Daddy’s Girl is a novel written by Ben Burgess Jr. A 2:00 am telephone call is all it takes to fully wake Nick Johnson. The mother of his child, Vickie De Luca, has gone into labor one month early and threatens to sign the baby over to the state if he is not there to prevent it. Panicked and hung over, Nick rushes to the hospital as fast as he can and is able to witness the birth of his daughter, Lynn, after receiving disgusted looks from the nurse at the disheveled Black man standing before her. Nick had met Vickie while doing renovations for her mobster husband, Frank, and after catching Vickie mid-dress, one thing had led to another, resulting in a highly guarded secret pregnancy. Choosing to continue her lavish lifestyle with Frank, Vickie makes it clear that she wants nothing to do with the baby, before handing her to Nick and disappearing. As Nick continues to go clubbing and brings strange women home for sex, he soon realizes that he needs to choose between his daughter and his drunken ways – a choice which becomes easy after a close call with death. Lynn has many difficult questions for her father over the years – questions about her mother, her skin color, and why her father never seems to have her back when she is in trouble. As Lynn physically grows, Nick grows up emotionally as he realizes that fatherhood is one of the most difficult, yet most rewarding jobs a man can ever have.
This story really hit home for me and gave me a whole new appreciation for my own father – a Black man who had no choice but to raise me on his own. Ben Burgess Jr. has captured every possible aspect of fatherhood while tackling bad habits and tough choices. Initially, the main character, Nick, relies on everybody else for help with his daughter and soon takes them all for granted, but when they all desert him, he is forced to wake up and fully face the situation he is in. The writing style of Daddy's Girl is so fluent and easy to absorb, painting the perfect picture in my head of the events in play. The sequence of events was brilliantly delivered, starting with the panic of a premature birth, then how he had actually met the mother of his child – a woman who is married to a mobster and wanted to get back at her husband after he had cheated on her – before continuing to Lynn’s childhood and Nick’s realization that he is solely responsible for his daughter’s well-being and safety. Every one of the characters was complex, yet believable. I fully enjoyed reading Daddy’s Girl and recommend it to mature readers who enjoy inspirational tales with a full spectrum of drama, humor, heartbreak, tragedy and self-sacrifice.

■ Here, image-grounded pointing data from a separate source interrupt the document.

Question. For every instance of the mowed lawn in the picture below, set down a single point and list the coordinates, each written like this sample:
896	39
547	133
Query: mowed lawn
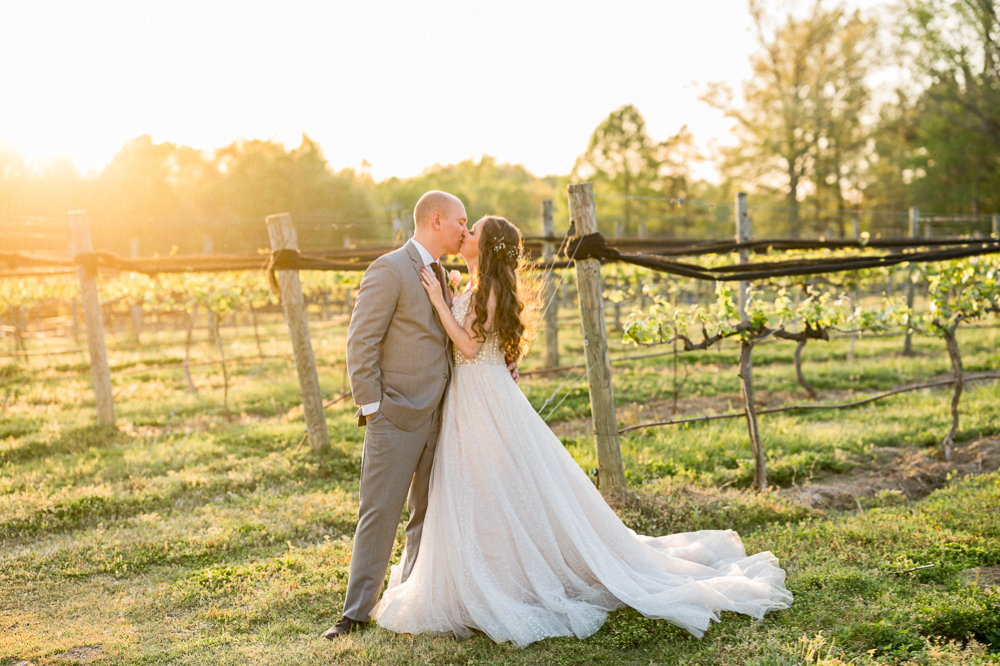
184	537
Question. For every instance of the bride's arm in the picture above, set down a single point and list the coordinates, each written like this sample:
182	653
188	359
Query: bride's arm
463	337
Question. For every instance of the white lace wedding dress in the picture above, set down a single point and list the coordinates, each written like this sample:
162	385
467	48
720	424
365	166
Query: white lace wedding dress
519	544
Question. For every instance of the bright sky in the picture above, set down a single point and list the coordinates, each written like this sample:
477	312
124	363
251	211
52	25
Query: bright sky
403	85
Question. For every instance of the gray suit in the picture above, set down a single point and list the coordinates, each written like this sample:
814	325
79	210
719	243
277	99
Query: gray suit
398	355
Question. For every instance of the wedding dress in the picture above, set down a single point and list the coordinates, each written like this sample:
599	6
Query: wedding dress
519	544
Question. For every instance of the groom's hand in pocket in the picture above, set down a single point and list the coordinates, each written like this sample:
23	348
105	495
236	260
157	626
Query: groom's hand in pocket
512	368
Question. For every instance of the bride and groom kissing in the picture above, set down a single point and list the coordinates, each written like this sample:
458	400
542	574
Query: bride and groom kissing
506	534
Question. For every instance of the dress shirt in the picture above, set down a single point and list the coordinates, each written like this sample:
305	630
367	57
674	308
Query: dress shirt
428	259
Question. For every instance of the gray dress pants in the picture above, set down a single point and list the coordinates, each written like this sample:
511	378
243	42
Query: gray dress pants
395	467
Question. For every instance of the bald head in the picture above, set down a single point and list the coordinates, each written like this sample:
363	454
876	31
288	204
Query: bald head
433	202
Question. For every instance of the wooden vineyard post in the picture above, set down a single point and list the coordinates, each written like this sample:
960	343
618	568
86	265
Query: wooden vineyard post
551	293
135	310
611	472
856	296
207	250
87	272
914	233
283	237
742	236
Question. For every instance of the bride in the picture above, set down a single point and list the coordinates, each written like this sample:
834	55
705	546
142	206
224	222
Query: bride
517	542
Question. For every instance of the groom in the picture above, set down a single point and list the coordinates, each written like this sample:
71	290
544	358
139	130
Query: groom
399	363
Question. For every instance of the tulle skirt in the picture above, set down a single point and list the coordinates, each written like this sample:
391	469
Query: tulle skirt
519	544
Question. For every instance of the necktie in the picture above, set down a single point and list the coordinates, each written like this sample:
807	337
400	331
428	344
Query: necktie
439	272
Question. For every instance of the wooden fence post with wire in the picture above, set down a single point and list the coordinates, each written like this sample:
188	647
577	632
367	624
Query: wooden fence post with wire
551	293
283	237
910	290
87	272
611	472
743	234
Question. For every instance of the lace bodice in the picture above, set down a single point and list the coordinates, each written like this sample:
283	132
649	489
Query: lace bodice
489	353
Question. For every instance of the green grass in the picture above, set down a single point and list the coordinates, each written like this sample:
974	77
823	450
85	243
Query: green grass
183	537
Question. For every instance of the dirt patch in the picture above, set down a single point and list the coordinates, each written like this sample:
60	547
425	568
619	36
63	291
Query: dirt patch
897	473
689	407
82	653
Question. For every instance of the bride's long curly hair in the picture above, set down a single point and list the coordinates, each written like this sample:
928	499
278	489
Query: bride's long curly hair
501	264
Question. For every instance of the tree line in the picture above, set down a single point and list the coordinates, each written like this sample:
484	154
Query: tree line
815	137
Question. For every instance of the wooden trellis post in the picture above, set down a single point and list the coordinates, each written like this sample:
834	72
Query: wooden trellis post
283	237
80	229
611	472
910	291
551	293
135	310
743	233
743	236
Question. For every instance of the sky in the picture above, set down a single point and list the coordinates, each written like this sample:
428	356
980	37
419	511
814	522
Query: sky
400	85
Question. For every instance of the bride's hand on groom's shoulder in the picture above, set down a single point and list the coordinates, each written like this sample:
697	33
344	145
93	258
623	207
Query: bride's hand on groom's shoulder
512	368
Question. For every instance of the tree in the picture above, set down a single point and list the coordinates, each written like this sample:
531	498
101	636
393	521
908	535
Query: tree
800	127
621	159
486	187
948	151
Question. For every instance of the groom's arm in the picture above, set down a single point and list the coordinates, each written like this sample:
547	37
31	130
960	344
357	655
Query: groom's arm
373	310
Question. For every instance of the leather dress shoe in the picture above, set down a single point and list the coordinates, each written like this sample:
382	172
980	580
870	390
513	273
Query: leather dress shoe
342	628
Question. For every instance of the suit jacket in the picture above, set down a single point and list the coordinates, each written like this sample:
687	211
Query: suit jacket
397	349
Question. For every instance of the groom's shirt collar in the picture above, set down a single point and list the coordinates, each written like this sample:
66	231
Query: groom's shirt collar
425	256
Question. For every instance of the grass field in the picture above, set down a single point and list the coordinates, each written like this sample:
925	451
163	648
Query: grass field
184	537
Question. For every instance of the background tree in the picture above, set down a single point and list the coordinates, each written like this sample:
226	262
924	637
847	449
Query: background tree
621	159
947	131
799	128
486	187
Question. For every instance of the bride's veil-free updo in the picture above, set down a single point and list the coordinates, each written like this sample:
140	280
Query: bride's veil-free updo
501	264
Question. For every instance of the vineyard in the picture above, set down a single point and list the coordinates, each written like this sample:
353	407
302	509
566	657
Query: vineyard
830	400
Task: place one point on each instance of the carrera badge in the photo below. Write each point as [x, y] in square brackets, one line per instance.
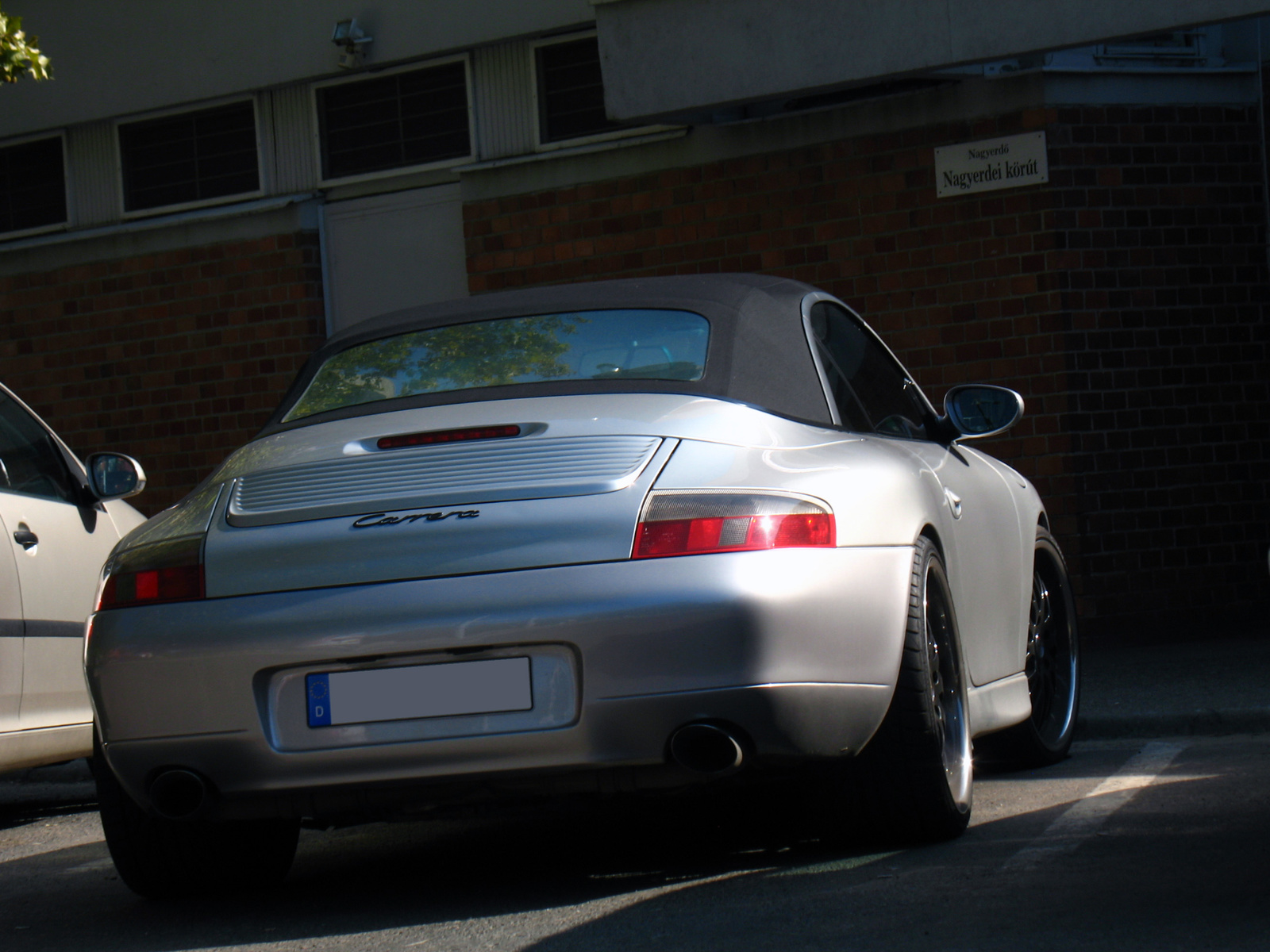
[368, 522]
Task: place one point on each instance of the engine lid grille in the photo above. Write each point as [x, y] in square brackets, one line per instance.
[441, 475]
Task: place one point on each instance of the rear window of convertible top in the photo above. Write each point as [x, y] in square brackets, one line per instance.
[618, 344]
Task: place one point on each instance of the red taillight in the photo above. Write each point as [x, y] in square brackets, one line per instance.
[422, 440]
[729, 522]
[163, 571]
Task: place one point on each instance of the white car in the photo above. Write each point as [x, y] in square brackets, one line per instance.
[619, 535]
[59, 533]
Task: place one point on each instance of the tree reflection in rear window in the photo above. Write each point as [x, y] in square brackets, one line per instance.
[619, 344]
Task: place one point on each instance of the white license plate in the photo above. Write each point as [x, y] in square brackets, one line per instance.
[419, 691]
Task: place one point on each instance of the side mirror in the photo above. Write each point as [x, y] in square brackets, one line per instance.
[979, 410]
[114, 476]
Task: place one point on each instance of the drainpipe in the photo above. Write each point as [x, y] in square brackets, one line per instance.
[1261, 125]
[325, 264]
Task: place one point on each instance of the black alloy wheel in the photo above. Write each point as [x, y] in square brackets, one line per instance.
[1052, 668]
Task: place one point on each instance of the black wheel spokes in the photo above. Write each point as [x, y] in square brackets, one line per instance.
[945, 692]
[1049, 659]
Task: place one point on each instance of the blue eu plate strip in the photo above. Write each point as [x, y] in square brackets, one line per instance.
[319, 700]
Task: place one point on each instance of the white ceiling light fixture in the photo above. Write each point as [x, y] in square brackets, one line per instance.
[351, 40]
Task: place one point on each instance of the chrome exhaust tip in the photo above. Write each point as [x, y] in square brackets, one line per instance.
[178, 793]
[706, 748]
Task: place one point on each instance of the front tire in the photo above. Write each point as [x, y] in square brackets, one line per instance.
[914, 780]
[162, 858]
[1052, 666]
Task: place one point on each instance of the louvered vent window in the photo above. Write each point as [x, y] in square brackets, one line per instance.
[32, 186]
[190, 158]
[572, 92]
[391, 122]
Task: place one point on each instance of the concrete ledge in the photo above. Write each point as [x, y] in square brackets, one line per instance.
[1166, 724]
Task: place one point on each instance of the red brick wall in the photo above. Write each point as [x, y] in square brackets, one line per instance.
[175, 357]
[1026, 289]
[1161, 220]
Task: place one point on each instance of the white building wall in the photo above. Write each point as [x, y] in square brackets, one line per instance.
[503, 82]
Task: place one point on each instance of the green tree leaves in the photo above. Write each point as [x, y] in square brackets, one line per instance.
[480, 355]
[18, 54]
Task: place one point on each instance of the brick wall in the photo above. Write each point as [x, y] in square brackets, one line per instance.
[1161, 217]
[175, 359]
[1043, 290]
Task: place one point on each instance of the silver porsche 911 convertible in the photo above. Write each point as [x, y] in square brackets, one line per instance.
[633, 535]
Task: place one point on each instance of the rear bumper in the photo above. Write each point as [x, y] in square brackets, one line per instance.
[797, 647]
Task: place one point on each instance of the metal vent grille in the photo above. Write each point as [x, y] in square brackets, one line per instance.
[446, 475]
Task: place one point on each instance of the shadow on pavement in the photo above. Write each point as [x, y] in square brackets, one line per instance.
[652, 867]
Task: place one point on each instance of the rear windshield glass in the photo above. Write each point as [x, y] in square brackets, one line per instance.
[632, 344]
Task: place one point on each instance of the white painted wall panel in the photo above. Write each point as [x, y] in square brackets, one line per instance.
[93, 173]
[391, 251]
[295, 167]
[503, 82]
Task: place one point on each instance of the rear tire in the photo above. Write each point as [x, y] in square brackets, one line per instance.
[914, 780]
[162, 858]
[1052, 666]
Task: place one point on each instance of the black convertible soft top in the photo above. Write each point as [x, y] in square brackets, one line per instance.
[759, 351]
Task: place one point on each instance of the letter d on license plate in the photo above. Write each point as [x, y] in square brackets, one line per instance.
[419, 691]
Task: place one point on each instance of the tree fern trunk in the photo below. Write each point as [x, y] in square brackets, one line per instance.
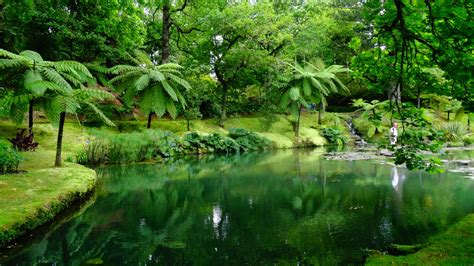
[150, 116]
[165, 37]
[319, 113]
[297, 129]
[418, 98]
[62, 118]
[223, 105]
[30, 117]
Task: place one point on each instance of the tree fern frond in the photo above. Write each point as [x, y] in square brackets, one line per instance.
[69, 66]
[141, 58]
[55, 77]
[125, 76]
[120, 69]
[156, 75]
[11, 63]
[171, 108]
[181, 99]
[32, 55]
[100, 114]
[142, 82]
[97, 68]
[179, 81]
[7, 54]
[169, 90]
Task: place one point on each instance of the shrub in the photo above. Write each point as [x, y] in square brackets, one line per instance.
[249, 141]
[194, 142]
[9, 158]
[153, 144]
[334, 136]
[24, 141]
[454, 131]
[468, 140]
[219, 144]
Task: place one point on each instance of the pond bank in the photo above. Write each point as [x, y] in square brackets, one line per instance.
[454, 246]
[34, 198]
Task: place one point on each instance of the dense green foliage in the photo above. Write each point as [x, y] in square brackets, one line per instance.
[156, 144]
[9, 158]
[235, 55]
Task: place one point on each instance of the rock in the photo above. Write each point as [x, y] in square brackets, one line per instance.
[386, 152]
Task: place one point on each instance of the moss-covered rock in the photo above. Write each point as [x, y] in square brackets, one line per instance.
[31, 199]
[453, 247]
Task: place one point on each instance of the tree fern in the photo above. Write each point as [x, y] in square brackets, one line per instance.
[156, 88]
[59, 87]
[313, 82]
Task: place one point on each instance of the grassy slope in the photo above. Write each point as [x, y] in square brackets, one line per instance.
[280, 132]
[30, 199]
[453, 247]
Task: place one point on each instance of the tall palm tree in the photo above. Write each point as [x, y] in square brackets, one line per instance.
[37, 76]
[154, 86]
[70, 102]
[59, 87]
[312, 83]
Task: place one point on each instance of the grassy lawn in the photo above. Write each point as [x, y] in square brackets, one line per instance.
[30, 199]
[454, 247]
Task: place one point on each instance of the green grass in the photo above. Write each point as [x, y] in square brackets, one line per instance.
[281, 132]
[33, 198]
[453, 247]
[30, 199]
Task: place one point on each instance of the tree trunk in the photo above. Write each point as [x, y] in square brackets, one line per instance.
[30, 117]
[468, 121]
[394, 93]
[223, 105]
[297, 127]
[59, 145]
[150, 116]
[418, 98]
[319, 114]
[165, 36]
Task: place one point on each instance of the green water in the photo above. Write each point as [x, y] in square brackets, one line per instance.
[290, 206]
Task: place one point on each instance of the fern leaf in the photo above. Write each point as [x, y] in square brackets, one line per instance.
[32, 55]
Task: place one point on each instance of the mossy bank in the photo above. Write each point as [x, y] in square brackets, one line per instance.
[31, 199]
[453, 247]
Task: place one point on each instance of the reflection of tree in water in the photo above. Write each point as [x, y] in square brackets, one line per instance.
[250, 209]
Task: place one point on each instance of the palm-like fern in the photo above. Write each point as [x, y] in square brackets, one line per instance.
[38, 76]
[154, 86]
[58, 86]
[312, 82]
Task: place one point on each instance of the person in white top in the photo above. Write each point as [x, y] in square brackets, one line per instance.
[393, 134]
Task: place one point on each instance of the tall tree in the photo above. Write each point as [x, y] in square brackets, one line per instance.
[313, 83]
[156, 87]
[85, 31]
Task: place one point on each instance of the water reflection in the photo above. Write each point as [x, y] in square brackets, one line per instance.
[284, 207]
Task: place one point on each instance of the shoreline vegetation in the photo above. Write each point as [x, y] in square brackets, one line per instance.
[34, 197]
[453, 246]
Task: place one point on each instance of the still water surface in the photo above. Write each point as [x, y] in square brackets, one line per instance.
[281, 207]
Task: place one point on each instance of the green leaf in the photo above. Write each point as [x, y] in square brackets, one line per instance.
[294, 93]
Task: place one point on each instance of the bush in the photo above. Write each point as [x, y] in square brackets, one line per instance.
[153, 144]
[24, 141]
[9, 158]
[130, 147]
[334, 136]
[249, 141]
[468, 140]
[454, 131]
[218, 144]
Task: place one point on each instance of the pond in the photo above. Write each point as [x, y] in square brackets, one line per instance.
[277, 207]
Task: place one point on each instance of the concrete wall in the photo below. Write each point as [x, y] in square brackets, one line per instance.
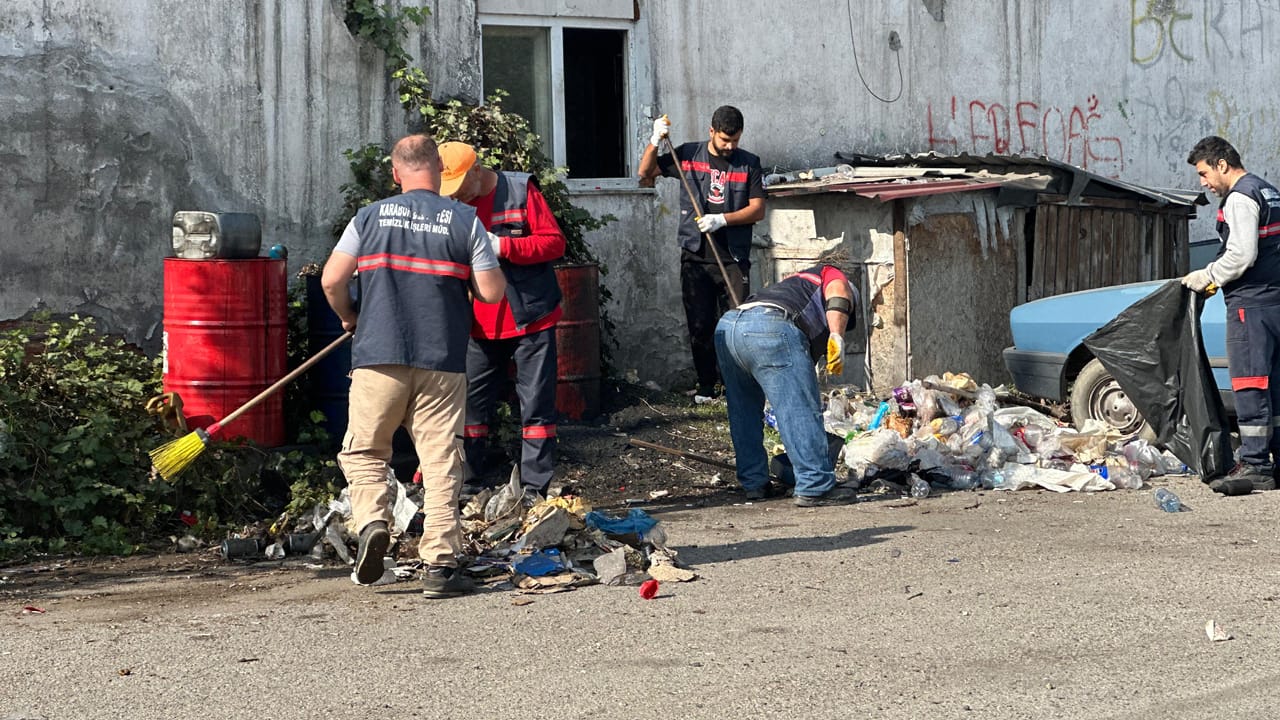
[117, 114]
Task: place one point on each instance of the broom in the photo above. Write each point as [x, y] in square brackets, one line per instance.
[176, 456]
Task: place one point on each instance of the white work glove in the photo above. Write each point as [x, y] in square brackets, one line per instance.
[711, 223]
[661, 130]
[1198, 279]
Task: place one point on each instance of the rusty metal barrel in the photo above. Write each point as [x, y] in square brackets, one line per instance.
[577, 342]
[225, 327]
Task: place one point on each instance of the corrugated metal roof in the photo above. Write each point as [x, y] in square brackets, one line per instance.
[887, 183]
[886, 190]
[928, 173]
[1078, 181]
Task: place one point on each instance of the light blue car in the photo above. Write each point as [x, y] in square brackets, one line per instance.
[1048, 358]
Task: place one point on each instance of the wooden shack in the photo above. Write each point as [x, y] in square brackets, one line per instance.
[942, 247]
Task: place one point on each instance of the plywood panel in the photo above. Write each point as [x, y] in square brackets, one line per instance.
[960, 296]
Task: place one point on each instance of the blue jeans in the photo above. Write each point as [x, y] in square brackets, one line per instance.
[763, 355]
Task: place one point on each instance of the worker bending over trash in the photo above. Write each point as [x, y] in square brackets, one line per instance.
[766, 349]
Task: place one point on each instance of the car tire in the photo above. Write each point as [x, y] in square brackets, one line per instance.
[1096, 395]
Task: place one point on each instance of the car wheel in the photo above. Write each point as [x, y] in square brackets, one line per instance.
[1098, 396]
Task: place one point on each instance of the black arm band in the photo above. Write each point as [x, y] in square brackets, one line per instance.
[840, 305]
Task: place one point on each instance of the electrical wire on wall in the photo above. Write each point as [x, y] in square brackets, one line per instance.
[894, 44]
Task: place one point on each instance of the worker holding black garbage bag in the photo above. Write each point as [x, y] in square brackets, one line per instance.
[1247, 269]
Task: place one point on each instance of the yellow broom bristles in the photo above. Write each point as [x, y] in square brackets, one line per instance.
[174, 456]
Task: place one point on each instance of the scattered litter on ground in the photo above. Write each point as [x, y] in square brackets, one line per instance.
[949, 433]
[1215, 632]
[513, 538]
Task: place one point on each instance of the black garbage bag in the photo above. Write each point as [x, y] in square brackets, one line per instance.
[1153, 350]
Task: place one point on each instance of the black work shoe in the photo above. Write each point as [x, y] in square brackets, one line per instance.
[440, 582]
[1243, 479]
[837, 495]
[1232, 486]
[766, 492]
[374, 541]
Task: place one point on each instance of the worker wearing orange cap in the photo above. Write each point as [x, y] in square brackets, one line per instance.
[520, 327]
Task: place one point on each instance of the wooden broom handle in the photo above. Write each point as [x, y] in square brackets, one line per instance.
[286, 379]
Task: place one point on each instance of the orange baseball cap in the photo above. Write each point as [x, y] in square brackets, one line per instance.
[457, 158]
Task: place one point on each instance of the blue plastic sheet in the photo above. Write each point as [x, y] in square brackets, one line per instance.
[636, 522]
[542, 563]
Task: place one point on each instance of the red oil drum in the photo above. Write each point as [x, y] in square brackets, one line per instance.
[225, 324]
[577, 342]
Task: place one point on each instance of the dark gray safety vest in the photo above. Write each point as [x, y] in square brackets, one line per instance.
[800, 295]
[531, 290]
[1260, 285]
[415, 270]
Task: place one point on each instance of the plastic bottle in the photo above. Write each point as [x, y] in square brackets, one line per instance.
[920, 488]
[1168, 501]
[880, 417]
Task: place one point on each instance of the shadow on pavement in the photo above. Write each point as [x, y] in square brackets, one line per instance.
[786, 546]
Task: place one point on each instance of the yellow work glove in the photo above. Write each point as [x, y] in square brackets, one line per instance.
[836, 354]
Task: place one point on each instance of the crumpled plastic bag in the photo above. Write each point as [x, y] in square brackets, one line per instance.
[1020, 477]
[510, 500]
[882, 449]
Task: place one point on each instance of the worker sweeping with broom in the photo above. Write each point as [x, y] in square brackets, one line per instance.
[723, 197]
[419, 255]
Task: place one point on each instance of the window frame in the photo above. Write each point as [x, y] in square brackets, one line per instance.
[556, 39]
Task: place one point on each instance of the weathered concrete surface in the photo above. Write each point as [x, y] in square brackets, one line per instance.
[1001, 606]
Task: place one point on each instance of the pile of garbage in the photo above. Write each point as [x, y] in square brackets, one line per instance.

Daddy's Girl by Ben Burgess Jr is a heartwarming, beautifully crafted story that centers on fatherhood and what raising a daughter can do to a man, a story that daughters and fathers will love. Nick Johnson is a carpenter and an alcoholic, a man whose life doesn’t seem to have any sense of direction, a floater. One can say he lives for nothing, drowning himself in beer and wasting away in parties. But something happens that wakes him up. He has an affair with an unhappily married woman, Vicky, who gets pregnant by him. The birth of Lynn is the beginning of a new life for Nick, because he has to become responsible - no longer for his actions, but much more for the throbbing life within his daughter and he has to do it alone. What is it like to be a single father?
Single fathers are rarer than single mothers and it is interesting to read a story about a man’s struggle to raise a daughter all alone, a father’s love and connection with his daughter. Daddy’s Girl is a powerful testament to the incredible joy of fatherhood, but it is even more than that. It is a powerful song about life, love, and growing up, a story laced with many life lessons on love, perseverance, and the strength of purpose. Ben Burgess Jr is a good storyteller who knows how to absorb readers into his world view and send them back into life thinking about his characters. I loved everything about this book. From the moment Nick is woken up from stupor by Vicky’s words through a phone conversation, “I’m about to have this baby…” up to the brilliant finish, I was drawn in completely, fully captivated. I highly recommend this book as a fun and enlightening read. I couldn't put it down.